Results: Of 385 examined appendix specimen, 29 (8.3%) met the histopathological criteria of NA. All these children presented with abdominal pain in the right lower quadrant. The median values of the infectious parameters were 8.6 (range, 5.1-20.5, normal 5-10 x 109/l) for leucocytes and 6.5 (range, 5-303, normal < 5 mg/l) for CRP. All the children underwent a preoperative ultrasound. The median mural diameter of the appendix was 7 mm (range, 5-18, normal < 6 mm). By the operating surgeon, the appendix was macroscopically assessed characterized intraoperatively as normal in 5 cases (17.2%), as acute in 17 cases (58.6%), phlegmonous in 4 cases (13.8%) and as perforated in 3 cases (10.4%). The appendix-specimen were classified as axial neuroma 2 (7%), mucosal 12 (41%), mucosal-submucosal 6 (21%) and submucosal 8 (28%).
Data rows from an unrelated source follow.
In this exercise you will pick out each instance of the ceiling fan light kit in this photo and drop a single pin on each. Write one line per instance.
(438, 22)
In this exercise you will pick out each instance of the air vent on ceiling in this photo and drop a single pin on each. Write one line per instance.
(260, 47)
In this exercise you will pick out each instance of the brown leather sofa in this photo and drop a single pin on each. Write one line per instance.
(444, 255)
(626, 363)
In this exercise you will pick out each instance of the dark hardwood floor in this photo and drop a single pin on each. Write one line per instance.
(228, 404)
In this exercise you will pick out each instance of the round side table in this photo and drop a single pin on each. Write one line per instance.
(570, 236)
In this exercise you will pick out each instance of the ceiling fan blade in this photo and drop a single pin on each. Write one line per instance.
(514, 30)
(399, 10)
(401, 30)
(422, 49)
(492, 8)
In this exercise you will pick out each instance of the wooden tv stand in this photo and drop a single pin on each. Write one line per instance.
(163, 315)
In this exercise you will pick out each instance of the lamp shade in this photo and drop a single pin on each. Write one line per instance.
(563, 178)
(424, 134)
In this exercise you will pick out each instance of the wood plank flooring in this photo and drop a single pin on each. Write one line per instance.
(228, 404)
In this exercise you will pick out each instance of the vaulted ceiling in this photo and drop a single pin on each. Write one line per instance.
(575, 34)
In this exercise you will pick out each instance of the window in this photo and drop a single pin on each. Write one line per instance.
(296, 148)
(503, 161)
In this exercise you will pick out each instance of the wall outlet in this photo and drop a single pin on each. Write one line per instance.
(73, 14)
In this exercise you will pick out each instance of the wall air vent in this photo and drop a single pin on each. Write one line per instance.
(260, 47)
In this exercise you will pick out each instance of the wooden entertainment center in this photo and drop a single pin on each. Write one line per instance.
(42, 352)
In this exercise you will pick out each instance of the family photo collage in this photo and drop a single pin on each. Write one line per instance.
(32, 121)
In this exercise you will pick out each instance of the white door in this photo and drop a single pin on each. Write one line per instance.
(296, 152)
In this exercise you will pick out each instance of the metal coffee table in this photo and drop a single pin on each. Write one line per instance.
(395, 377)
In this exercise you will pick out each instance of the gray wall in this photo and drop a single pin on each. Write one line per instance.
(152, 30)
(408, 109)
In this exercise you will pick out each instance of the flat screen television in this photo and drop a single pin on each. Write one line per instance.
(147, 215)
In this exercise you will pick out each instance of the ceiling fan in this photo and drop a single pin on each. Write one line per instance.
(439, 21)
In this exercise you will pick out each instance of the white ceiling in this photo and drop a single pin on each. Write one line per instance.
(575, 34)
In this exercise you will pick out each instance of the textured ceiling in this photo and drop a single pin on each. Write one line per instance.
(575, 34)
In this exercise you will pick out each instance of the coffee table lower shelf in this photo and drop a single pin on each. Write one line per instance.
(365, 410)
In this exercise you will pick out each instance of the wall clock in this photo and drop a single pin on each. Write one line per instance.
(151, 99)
Conclusion: Neurogenic appendicopathy is frequently (8.3 %) diagnosed by pathologists, especially if the appendix seems macroscopically normal or only acute infected. In children with appropriate clinical signs of acute appendicitis, in particular in combination with recurrent pain episodes and no other intraabdominal pathology, NA must be considered as causative. Therefore we recommend appendectomy and subsequent histopathological examination.